Tuna Dominate Day Two of Bisbee's East Cape Offshore
By Capt. Dave Lear
August 7, 2014; East Cape, Baja California Sur:
Let’s face it. Anglers are a superstitious lot. They wear the same hats until the fabric is barely held together by gossamer threads. They don’t bring bananas on board, but the lure must be. Goofy chants, throwing coins off the transom and contorted cockpit dances that make Seinfeld’s Elaine Benes look like a ballerina are all part of the daily fish-conjuring ritual. But sometimes even those ploys are unsuccessful. For the majority of teams competing in the 2014 Bisbee’s East Cape Offshore Tournament, Thursday was one of those days.
That’s not to say Pepe Le Pew made a grand entrance. Marlin were caught and released and more were fought and lost. But dorado failed to make an appearance at the scales and the tuna that showed were qualifiers yet not the studs that typically frequent the Sea of Cortez. Local knowledge did play a key role in the ones that were weighed, however.

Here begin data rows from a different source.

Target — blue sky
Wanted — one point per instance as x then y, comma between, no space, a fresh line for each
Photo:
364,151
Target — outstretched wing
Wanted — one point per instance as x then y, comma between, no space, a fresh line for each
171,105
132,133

For the second day in a row the same four teams made the trek up the beach to scales behind the Hotel Buena Vista Resort. Patricia Morrison, on Sayrita, recorded a 46.6-pound yellowfin, while Erick Esteves (Gaviota) edged that mark with a 47-pounder. Joe Haid (Dos Piratas) raised the bar with a 51.9 tuna, but the top fish of the day was caught by Roberto Beltran. His fish, landed on Zhao, was 61.8 pounds. Tuna pro Don Whittier is the team captain of the 23 Parker center console.

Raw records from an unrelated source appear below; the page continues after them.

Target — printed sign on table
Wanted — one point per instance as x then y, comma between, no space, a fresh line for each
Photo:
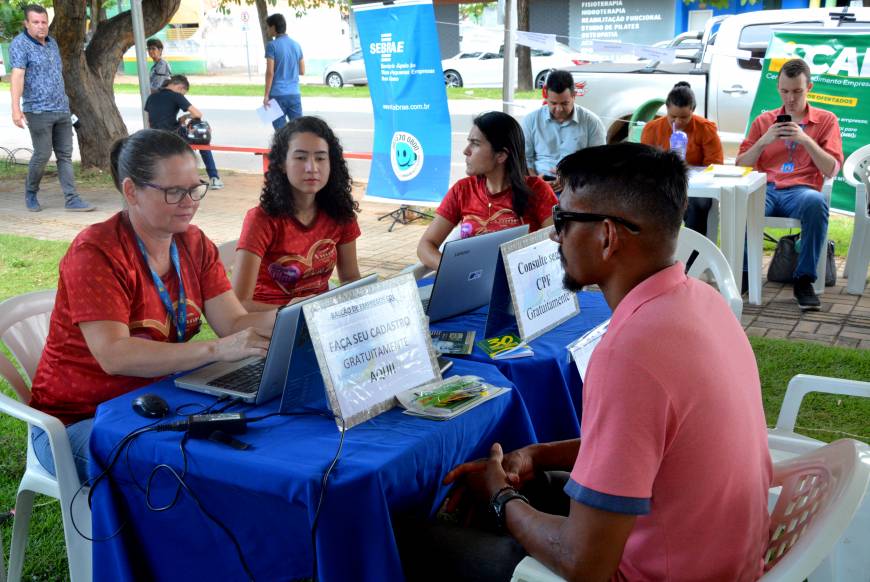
371,342
527,292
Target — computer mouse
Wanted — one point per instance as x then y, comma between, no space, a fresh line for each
150,406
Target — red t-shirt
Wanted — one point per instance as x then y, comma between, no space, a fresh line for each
296,260
103,277
470,203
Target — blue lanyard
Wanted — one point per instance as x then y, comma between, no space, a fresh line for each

“It was pretty nasty and blowing,” Whittier explained. “We brought some bait and the ballyhoo was what that tuna ate. But we had to move around a lot to find the fish.” Whittier said the bait boats had small sardines for sale for the first time in awhile, which he felt was a good omen for Friday.
Captain Mike Hennessey, skipper of Rehab, a past Bisbee’s Black & Blue Champion, is certainly hoping his luck changes for the last day. His team broke the line on an estimated 450-pound blue on Thursday and then had mechanical troubles on the way back in.
Since no marlin were weighed during the first two days of competition, a single qualifying fish (300 pounds-plus) Friday would be worth $383,254 to a team entered across the board. With such high stakes, you can bet the lucky charms—and rituals—will be on full display.